The subject took center stage this week with the airing of a letter that the proprietor of Meta, Mark Zuckerberg, sent to the House Judiciary Committee, conceding that the Biden-Harris camarilla “repeatedly pressured” his social media company to censor content related to the Covid-19 pandemic, including “humor and satire.” The White House officials, he added, “expressed a lot of frustration” when his team pushed back on their requests.
Mr. Zuckerberg described the White House’s pressure as “wrong” and expressed “regret” for not being “more outspoken” about it. His about-face extended to Meta’s decision, ahead of the 2020 election, to help bury the New York Post’s coverage of the findings from Hunter Biden’s laptop. The FBI had warned Meta of Russian disinformation plots, Mr. Zuckerberg says. Yet the Post’s reporting was vindicated, and critics argue the censorship tilted the election.

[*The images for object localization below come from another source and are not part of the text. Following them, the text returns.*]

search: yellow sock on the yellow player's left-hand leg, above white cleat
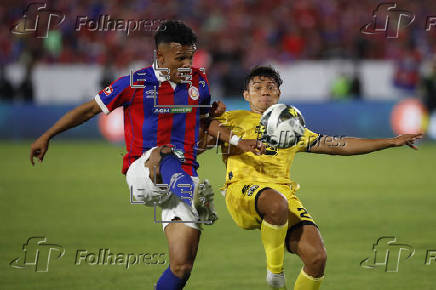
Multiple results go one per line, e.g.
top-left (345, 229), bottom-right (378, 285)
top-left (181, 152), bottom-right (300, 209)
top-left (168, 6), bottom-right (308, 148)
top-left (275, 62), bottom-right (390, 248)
top-left (260, 220), bottom-right (288, 274)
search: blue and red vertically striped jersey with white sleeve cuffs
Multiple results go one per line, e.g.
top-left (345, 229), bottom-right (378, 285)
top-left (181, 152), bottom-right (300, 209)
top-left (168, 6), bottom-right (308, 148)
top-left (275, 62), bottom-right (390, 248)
top-left (95, 66), bottom-right (210, 176)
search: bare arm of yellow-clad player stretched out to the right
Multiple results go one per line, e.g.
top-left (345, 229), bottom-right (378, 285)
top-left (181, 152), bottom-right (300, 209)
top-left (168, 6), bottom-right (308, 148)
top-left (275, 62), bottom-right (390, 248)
top-left (310, 134), bottom-right (423, 156)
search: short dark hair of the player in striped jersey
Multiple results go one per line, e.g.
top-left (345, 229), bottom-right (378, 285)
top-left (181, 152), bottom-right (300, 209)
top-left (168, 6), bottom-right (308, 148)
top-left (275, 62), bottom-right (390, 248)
top-left (154, 20), bottom-right (197, 47)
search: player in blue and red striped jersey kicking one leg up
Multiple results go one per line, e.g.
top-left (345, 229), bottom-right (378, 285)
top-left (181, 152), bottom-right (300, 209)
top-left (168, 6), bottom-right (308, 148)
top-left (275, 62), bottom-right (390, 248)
top-left (30, 21), bottom-right (257, 290)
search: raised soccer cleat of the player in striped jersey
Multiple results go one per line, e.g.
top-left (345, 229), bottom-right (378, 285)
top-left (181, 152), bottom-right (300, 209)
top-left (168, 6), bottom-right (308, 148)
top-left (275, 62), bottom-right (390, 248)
top-left (193, 179), bottom-right (218, 225)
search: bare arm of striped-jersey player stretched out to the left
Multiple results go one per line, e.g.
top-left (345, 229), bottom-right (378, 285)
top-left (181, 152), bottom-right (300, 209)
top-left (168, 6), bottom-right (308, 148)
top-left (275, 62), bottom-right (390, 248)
top-left (30, 100), bottom-right (101, 165)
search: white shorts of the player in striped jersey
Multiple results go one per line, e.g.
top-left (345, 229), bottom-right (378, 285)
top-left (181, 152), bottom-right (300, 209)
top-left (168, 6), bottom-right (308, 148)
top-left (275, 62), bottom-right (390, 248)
top-left (126, 147), bottom-right (202, 230)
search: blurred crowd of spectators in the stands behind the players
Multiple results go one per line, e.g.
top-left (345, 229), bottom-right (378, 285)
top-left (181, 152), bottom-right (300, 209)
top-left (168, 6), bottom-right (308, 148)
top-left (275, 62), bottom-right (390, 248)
top-left (0, 0), bottom-right (436, 103)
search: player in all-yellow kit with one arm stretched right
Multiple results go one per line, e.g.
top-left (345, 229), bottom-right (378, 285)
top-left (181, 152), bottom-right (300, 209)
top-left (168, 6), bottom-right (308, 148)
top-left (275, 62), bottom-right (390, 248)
top-left (209, 67), bottom-right (422, 290)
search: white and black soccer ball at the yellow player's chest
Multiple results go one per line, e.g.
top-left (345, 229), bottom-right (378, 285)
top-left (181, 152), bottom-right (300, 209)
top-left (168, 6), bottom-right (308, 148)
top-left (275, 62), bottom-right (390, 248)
top-left (260, 104), bottom-right (305, 148)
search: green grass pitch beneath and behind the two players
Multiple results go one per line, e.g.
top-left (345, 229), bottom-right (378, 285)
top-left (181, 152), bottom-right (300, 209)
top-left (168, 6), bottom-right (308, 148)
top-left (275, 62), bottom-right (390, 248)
top-left (0, 140), bottom-right (436, 290)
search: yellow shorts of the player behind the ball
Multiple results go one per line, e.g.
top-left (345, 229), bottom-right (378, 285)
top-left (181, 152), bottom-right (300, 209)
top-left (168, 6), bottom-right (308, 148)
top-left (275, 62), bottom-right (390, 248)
top-left (226, 182), bottom-right (316, 230)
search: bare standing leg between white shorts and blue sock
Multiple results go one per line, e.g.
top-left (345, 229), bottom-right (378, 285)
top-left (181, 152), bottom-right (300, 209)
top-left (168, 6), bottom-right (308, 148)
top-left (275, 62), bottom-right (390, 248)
top-left (165, 223), bottom-right (200, 265)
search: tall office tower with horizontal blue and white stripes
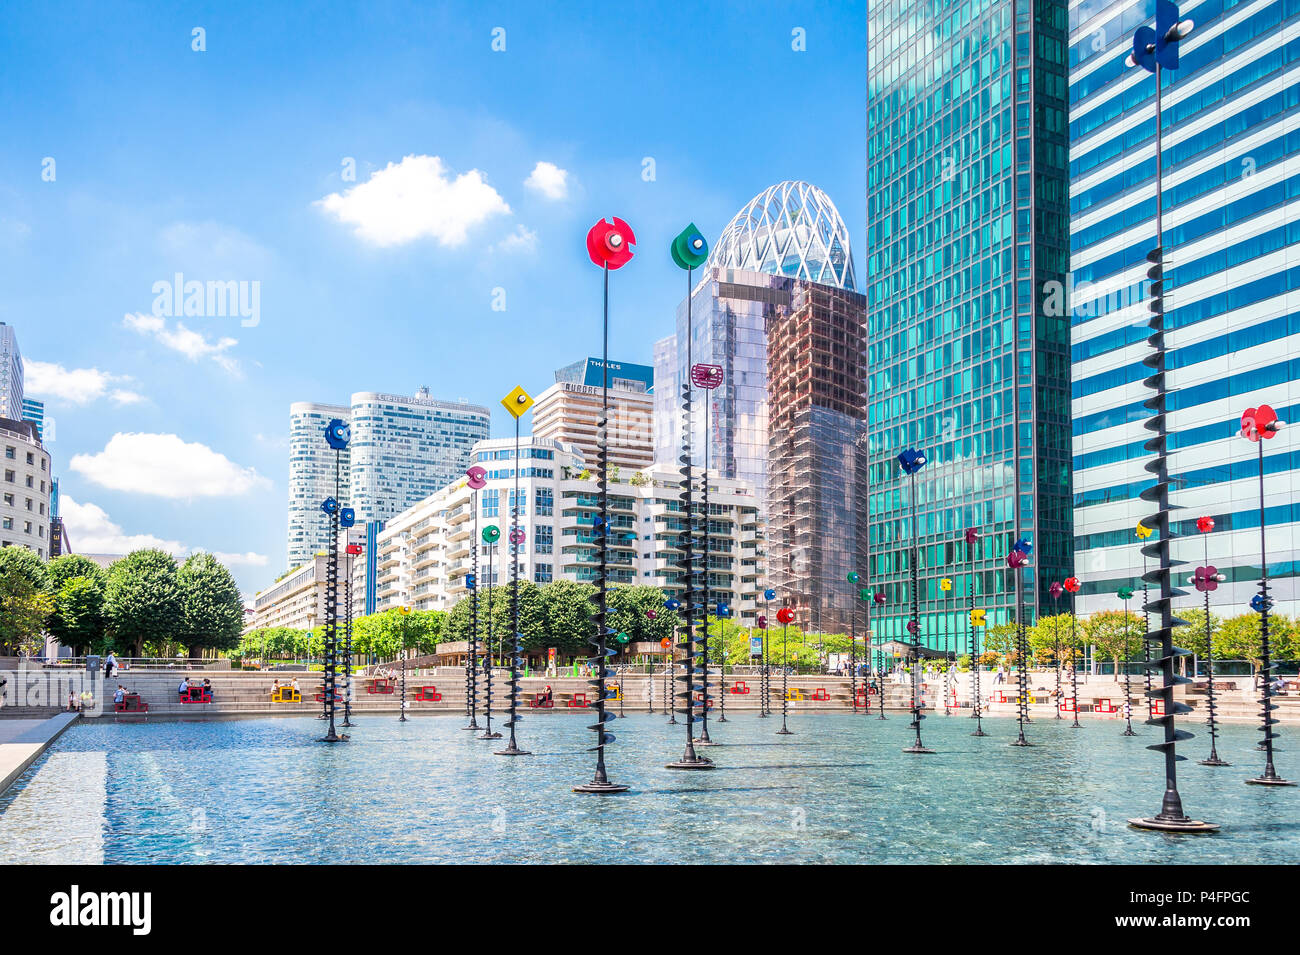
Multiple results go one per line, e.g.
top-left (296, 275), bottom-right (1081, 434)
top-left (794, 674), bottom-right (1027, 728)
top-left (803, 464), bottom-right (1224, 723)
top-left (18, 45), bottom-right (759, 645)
top-left (1070, 0), bottom-right (1300, 616)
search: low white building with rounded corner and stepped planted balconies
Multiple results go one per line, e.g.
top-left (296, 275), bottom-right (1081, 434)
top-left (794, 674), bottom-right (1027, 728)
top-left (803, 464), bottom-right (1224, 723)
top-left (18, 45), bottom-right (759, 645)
top-left (377, 438), bottom-right (767, 622)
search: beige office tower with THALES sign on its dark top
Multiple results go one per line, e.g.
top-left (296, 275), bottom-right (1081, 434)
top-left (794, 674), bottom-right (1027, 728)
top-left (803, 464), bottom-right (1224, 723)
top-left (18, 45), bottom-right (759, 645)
top-left (533, 359), bottom-right (654, 469)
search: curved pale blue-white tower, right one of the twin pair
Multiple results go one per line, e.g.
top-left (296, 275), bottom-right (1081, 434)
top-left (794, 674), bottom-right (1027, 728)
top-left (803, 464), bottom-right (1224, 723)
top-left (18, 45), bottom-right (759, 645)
top-left (348, 387), bottom-right (491, 524)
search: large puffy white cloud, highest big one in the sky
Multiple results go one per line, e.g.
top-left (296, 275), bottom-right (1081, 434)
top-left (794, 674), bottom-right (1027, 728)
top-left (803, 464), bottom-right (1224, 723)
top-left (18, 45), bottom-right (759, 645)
top-left (316, 156), bottom-right (510, 247)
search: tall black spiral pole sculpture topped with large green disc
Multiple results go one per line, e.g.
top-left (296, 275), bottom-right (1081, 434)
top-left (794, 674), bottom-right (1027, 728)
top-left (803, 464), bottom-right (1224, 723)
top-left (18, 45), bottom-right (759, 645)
top-left (668, 223), bottom-right (714, 769)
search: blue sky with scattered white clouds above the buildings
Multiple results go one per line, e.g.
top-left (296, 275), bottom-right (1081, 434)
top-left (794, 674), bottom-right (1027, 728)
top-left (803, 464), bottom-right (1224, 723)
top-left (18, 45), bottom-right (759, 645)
top-left (0, 0), bottom-right (866, 592)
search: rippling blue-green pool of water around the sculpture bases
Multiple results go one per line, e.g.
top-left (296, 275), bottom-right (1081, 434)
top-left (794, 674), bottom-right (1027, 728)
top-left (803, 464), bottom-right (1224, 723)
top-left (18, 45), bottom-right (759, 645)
top-left (0, 713), bottom-right (1300, 863)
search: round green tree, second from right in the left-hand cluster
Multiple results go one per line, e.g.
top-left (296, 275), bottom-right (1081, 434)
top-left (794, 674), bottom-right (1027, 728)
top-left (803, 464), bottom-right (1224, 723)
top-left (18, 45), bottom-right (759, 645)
top-left (104, 550), bottom-right (185, 656)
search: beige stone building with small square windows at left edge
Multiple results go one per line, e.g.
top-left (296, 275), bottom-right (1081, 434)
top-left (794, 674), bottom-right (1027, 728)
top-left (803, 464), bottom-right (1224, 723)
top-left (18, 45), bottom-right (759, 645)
top-left (0, 416), bottom-right (53, 560)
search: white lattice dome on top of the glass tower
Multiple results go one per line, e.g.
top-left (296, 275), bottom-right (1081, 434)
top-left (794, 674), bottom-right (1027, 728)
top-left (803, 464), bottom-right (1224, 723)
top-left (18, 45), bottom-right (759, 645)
top-left (709, 179), bottom-right (857, 291)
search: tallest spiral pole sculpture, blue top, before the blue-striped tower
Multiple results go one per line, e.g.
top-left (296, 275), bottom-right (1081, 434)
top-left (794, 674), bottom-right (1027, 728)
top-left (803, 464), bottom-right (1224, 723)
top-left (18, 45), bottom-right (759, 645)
top-left (1126, 0), bottom-right (1218, 833)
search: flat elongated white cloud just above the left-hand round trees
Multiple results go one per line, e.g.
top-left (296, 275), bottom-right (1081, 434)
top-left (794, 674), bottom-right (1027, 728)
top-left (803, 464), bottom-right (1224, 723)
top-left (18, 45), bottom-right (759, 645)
top-left (70, 433), bottom-right (270, 500)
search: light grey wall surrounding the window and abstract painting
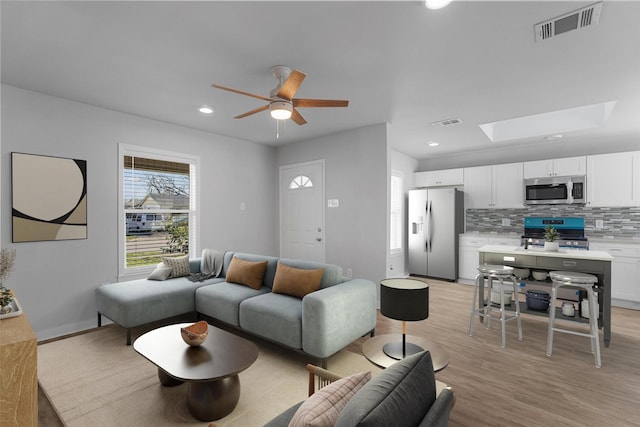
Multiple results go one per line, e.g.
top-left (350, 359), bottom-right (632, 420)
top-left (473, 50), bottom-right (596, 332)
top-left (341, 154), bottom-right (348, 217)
top-left (0, 85), bottom-right (278, 339)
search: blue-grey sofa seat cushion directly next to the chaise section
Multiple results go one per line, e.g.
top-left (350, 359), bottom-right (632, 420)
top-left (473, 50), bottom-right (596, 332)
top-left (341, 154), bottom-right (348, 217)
top-left (195, 282), bottom-right (270, 326)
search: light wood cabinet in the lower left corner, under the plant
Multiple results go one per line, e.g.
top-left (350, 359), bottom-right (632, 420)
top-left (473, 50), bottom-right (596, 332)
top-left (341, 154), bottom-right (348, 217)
top-left (0, 300), bottom-right (38, 427)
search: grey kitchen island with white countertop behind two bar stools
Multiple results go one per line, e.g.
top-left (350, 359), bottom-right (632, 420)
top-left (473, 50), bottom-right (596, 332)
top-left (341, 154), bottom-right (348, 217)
top-left (479, 245), bottom-right (613, 347)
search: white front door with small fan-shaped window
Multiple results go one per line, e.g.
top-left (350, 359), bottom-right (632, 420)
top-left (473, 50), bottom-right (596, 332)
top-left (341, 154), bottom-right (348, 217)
top-left (280, 160), bottom-right (324, 262)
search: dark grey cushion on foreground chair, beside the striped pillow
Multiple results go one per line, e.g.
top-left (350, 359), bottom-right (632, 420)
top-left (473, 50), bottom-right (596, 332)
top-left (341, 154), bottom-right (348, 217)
top-left (335, 351), bottom-right (436, 427)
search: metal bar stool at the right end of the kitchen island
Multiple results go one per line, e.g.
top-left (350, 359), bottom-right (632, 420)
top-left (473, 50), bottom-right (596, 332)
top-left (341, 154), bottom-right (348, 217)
top-left (547, 271), bottom-right (600, 368)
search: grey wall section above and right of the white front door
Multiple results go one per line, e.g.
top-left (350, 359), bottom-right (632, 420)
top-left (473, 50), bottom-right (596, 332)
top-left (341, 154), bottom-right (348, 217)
top-left (276, 124), bottom-right (389, 290)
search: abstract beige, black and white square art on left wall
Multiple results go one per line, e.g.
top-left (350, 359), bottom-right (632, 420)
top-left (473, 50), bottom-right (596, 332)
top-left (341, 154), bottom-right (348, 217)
top-left (11, 153), bottom-right (87, 243)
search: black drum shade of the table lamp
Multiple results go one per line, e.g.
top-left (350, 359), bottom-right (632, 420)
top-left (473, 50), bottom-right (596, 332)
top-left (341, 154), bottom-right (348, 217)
top-left (380, 278), bottom-right (429, 321)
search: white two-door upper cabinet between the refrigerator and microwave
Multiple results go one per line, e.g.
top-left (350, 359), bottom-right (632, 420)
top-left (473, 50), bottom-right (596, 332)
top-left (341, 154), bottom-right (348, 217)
top-left (464, 163), bottom-right (523, 209)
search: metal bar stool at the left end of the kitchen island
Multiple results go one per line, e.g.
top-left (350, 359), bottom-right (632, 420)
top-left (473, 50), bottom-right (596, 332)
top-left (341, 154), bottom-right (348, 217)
top-left (469, 264), bottom-right (522, 348)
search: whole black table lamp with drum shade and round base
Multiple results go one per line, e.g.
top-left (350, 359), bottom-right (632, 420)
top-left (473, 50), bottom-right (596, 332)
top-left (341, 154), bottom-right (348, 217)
top-left (380, 279), bottom-right (429, 360)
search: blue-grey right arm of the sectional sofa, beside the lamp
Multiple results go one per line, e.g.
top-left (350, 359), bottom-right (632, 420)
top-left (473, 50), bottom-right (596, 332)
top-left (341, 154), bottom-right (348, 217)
top-left (302, 279), bottom-right (378, 359)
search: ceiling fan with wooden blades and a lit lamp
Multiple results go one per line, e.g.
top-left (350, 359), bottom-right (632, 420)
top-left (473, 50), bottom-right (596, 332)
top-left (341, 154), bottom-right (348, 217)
top-left (211, 65), bottom-right (349, 126)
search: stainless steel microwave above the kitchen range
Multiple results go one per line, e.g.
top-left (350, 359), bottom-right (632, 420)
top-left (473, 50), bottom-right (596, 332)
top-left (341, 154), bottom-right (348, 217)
top-left (524, 176), bottom-right (587, 205)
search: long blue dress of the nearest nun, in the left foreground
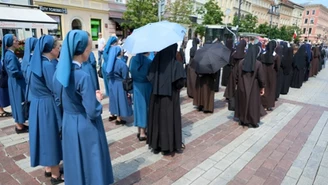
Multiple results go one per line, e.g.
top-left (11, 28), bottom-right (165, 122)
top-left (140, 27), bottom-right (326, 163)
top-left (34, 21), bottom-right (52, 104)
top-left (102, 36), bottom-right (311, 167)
top-left (54, 62), bottom-right (114, 185)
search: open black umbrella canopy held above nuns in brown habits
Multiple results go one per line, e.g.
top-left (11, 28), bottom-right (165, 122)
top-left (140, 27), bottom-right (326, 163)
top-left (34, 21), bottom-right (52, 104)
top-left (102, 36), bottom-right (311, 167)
top-left (190, 43), bottom-right (231, 74)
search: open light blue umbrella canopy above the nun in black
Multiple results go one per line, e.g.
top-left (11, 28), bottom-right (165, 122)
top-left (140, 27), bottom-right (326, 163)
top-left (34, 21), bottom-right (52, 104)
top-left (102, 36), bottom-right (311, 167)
top-left (123, 21), bottom-right (186, 54)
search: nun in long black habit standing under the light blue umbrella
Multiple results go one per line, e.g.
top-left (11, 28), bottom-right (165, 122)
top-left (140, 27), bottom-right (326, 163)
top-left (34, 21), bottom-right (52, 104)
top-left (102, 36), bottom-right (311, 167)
top-left (147, 44), bottom-right (186, 154)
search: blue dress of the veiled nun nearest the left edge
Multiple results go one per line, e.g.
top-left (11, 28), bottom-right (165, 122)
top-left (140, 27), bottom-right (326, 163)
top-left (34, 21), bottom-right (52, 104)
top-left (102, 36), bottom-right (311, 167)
top-left (4, 50), bottom-right (26, 124)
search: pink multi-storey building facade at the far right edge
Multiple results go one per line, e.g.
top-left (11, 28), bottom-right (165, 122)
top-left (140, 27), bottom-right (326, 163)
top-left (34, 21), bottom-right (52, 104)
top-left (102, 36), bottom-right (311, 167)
top-left (301, 4), bottom-right (328, 44)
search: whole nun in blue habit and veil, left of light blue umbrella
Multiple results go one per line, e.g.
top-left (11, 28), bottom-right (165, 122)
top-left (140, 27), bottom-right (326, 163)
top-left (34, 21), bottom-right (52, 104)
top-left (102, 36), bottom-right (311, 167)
top-left (106, 46), bottom-right (132, 125)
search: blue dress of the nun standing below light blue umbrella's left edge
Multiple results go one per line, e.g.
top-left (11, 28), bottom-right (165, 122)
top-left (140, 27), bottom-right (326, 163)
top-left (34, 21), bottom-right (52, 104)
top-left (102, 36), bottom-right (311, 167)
top-left (108, 56), bottom-right (132, 117)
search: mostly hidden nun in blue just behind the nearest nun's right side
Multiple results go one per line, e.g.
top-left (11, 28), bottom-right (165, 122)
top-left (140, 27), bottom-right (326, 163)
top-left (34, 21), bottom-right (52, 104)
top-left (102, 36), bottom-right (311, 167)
top-left (82, 52), bottom-right (100, 90)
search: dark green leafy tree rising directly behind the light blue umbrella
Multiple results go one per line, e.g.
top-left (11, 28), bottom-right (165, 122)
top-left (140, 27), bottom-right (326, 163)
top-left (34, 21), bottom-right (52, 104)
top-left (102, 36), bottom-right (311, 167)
top-left (123, 0), bottom-right (158, 28)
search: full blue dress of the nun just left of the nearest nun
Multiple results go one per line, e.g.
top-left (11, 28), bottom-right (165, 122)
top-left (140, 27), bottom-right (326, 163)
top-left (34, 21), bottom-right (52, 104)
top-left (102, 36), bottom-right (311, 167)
top-left (27, 57), bottom-right (62, 167)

Mr. Zuckerberg’s confirmation that the White House tested free speech boundaries in its regulation of “misinformation” is not news per se. Elon Musk blew the whistle on it when, after acquiring Twitter in 2022, he released internal company documents showing how the platform caved to demands to suppress content. One document shows a Twitter employee sharing posts “to review from the Biden team.” Another employee responds: “handled these.”
“It would’ve been nice to have Zuckerberg’s testimony in connection with the case that the Supreme Court considered at the end of the term,” a former assistant United States attorney, Andrew McCarthy, observed, in a reference to Murthy v. Missouri. In that dispute, states and individuals argued that the White House had coerced social media platforms to suppress conservative voices. A federal judge compared the effort to Orwell’s “Ministry of Truth.”
Even so, Columbia Law’s Philip Hamburger, whose New Civil Liberties Alliance helped lead the charge in court against the censorship regime, notes how Mr. Zuckerberg “distances Meta’s censorship decisions” from “government pressure.” Meta’s chief says “it was our decision” to “take content down, and we own our decisions.” Mr. Hamburger contends Mr. Zuckerberg wants “to avoid having Meta treated as a state actor” and to evade liability.
The New York Post, though, in a well-deserved victory lap editorial, avers that “it absolutely matters that Mark Zuckerberg has come clean, and taken steps so that Facebook won’t get fooled again.” That’s because, the Post warns, the so-called “experts” are already “busy plotting how to grab more power if Harris and Walz win — and looking to help make that happen.” That underscores the stakes over online censorship as Election Day nears.
After all, when Murthy reached the Supreme Court, the Nine sided with the White House by six to three, finding that plaintiffs lacked standing to sue. Mr. Zuckerberg’s contrition, Mr. McCarthy says, “could’ve been something to help that.” The significance of the case was underscored by Justice Alito in his dissent: “If the lower courts’ assessment of the voluminous record is correct, this is one of the most important free speech cases to reach this Court in years.”
Justice Alito called the White House censorship regime “blatantly unconstitutional,” adding, in a nod to the election, “the country may come to regret the Court’s failure to say so.” So, as November 5 nears, the integrity of the nation’s largest social media platform hinges on Mr. Zuckerberg’s pledge to “not compromise our content standards due to pressure” from the government. Even Art Buchwald might have had trouble satirizing that turn of events.